A ressignificação da imagem
A colagem é cada vez mais presente na cultura contemporânea. Somos a sociedade da imagem. A Pop Art inglesa, que nasceu na segunda metade dos anos de 1950, com a famosa colagem de Richard Hamilton composta por recortes de anúncios de revistas, se aproximava da comunicação de massa e se apropriava de seus signos. Entretanto, o século XXI é ainda mais povoado por imagens tanto impressas como eletrônicas. A convivência social se tornou completamente mediada por imagens produzidas e descartadas numa velocidade crescente.
No trabalho de Zé Vicente não há uma distinção nítida entre a produção e o consumo, ou entre a apropriação e a invenção. A operação fundamental do artista é eleger uma imagem pré-existente e em seguida descobrir uma nova possibilidade de inseri-la no cotidiano. A essência dessas obras é a relação que as imagens passam a ter com a cidade. A matéria prima dos trabalhos não é um elemento tradicional bruto como a tela ou o mármore, mas fotografias impressas que habitam o mercado editorial retiradas de seu contexto.
Zé Vicente, ao apropriar-se de recortes de jornais, revistas e impressos em geral, propõe uma circulação diferente para as figuras que vem colecionando. Suas imagens são resinificadas no contato direto entre impressos bidimensionais e a experiência urbana. O artista sai pelas ruas com sua pasta de recortes com figuras que teriam como destino inevitável a obsolescência. Andar e vaguear pela cidade é uma prática que Zé Vicente cultiva para redescobrir frestas, intervalos escondidos ou esquecidos. Esses lugares de passagem que recebem colagens e interferências provisórias passam a ser os protagonistas anônimos de suas fotografias. A perambulação e a deriva são estratégias do artista para se encontrar com os acidentes do território. É também o meio necessário para que aconteça um encontro significativo entre a experiência corporal e o aglomerado dinâmico e complexo que é a cidade.
Sem abandonar o bom humor, o artista joga com diferenças de escala a ponto de perdermos a referencia de grandeza dos objetos, seja agigantando ou diminuindo os tamanho das imagens em relação ao espaço urbano. Na série Pela rua com recortes ele faz uma espécie de sampler, tal como um DJ que reutiliza fragmentos de música em outro contexto. Zé Vicente ainda refotografa seus recortes em posições que muitas vezes não correspondem às coordenadas de orientação espacial da imagem original. O que era vertical se torna horizontal e vice-versa. Em novas composições, as imagens que provavelmente seriam descartadas ganham uma sobrevida, ou talvez se tornem perenes.

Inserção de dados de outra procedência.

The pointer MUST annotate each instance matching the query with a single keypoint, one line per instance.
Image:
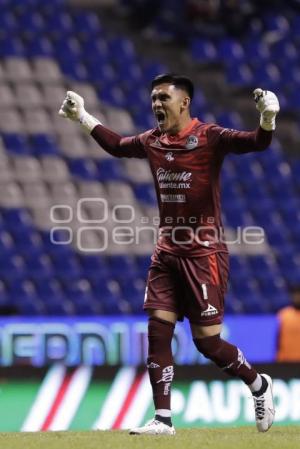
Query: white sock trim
(256, 385)
(164, 412)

Em um vídeo, o artista registra um de seus percursos pelas barulhentas vias de São Paulo e o modo como vai construindo as composições a partir do inesperado, da surpresa e do improviso. O frescor e a espontaneidade de produzir sentidos pela justaposição de figuras e fundos contrastantes fazem com que os recortes e a cidade se fundam em estranhas unidades. Ralos se tornam piscinas naturais em que banhistas se deleitam, cacos de telhas e tijolos escondem e revelam um rosto feminino, um pequeno canteiro vira um gramado onde uma mulher toma sol, e cabos de vassouras se transformam em grades de uma prisão. Esses são alguns exemplos dos absurdos promovidos pelas colagens e assemblages de Zé Vicente. Alguns de seus trabalhos possuem uma ambição tridimensional, como se as colagens não se contentassem em ser planas e quisessem se tornar objetos, fragmentos deslocados do seu contexto. As próprias fotografias, ampliadas e exibidas no espaço da galeria, também não abandonam certa aparência suja do mundo da rua.

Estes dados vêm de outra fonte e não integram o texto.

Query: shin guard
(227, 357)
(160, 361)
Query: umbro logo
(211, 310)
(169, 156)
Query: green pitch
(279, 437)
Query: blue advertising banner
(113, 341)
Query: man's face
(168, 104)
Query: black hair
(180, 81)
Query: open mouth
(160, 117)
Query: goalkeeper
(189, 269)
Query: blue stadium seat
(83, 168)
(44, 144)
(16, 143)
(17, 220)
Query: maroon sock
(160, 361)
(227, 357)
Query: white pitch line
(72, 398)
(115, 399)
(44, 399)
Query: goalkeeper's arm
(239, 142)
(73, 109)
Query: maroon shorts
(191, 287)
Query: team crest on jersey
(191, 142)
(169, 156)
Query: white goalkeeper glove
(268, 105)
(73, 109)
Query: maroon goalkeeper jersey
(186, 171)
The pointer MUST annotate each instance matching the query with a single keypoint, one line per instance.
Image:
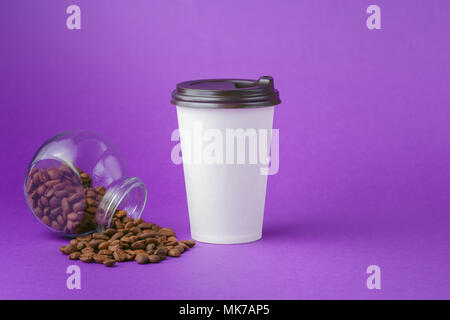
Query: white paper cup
(226, 190)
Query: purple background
(364, 141)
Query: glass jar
(76, 181)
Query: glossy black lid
(226, 93)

O artista traz um pouco da dispersão do espaço externo para o cubo branco da galeria ao reutilizar materiais da construção civil. Muitas de suas fotografias já foram inseridas nas redes sociais, mas agora trata-se de uma aproximação com o espaço expositivo em que as imagens ganham uma presença física. Mais do que isso, a própria galeria, imersa na cidade, se torna suporte para um recorte agigantando em que sua fachada é tratada como outdoor.
Mas a presente mostra, diferente dos ícones pop, não anunciam produtos ou exploram signos do consumo, tampouco são descartáveis. O que esses trabalhos fazem é nos proporcionar uma experiência mais indeterminada e surreal com a cidade e o nosso entorno. Zé Vicente parte do caos e da profusão de imagens que nos bombardeiam diariamente para propor uma outra possibilidade de vermos o mundo, uma ordem em que ficção e realidade são inseparáveis.